L’importance du suivi et de l’entreposage

Au-delà des conditions climatiques, la gestion des grains après la récolte est déterminante pour limiter l’impact des toxines. Nicolas St-Pierre, agronome et enseignant au Collège d’Alma, rappelle que les mycotoxines peuvent se développer non seulement au champ, mais aussi en entreposage. « Même si un grain ne présente pas de toxines à la récolte, une mauvaise gestion de l’humidité et de la température en silo peut en favoriser l’apparition », ­souligne-t-il.

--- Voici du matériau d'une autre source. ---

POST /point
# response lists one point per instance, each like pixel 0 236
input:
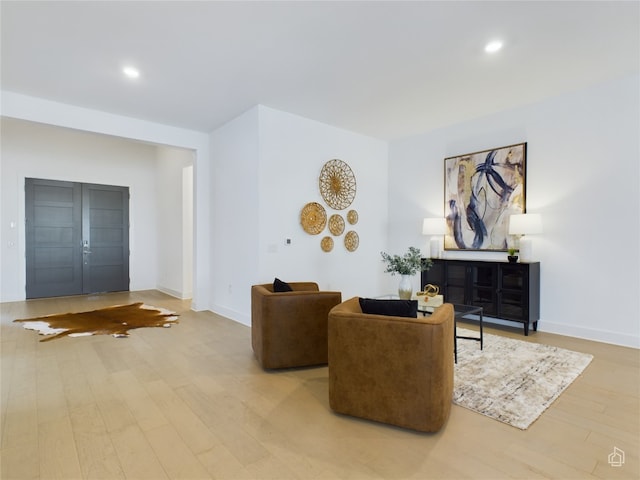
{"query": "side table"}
pixel 460 311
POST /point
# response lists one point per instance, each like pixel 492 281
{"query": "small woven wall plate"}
pixel 336 224
pixel 352 217
pixel 326 244
pixel 313 218
pixel 351 241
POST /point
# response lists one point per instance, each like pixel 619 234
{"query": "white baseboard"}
pixel 596 335
pixel 232 314
pixel 576 331
pixel 173 293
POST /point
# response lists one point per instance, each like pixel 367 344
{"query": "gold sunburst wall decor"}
pixel 337 184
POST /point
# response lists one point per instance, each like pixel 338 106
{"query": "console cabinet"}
pixel 508 291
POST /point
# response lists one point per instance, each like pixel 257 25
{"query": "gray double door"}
pixel 77 238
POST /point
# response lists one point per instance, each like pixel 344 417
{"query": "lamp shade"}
pixel 434 226
pixel 525 224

Or, toutes les exploitations ne suivent pas les meilleures pratiques en matière de conservation. « Il y a encore des producteurs qui n’effectuent pas les contrôles nécessaires ou qui entreposent leurs grains avec un taux d’humidité trop élevé, ce qui augmente les risques de développement de toxines », déplore M. St-Pierre. 

Il insiste sur la nécessité de bien conditionner les grains à l’automne et de surveiller les cycles de ventilation en hiver pour éviter l’aggravation des problèmes.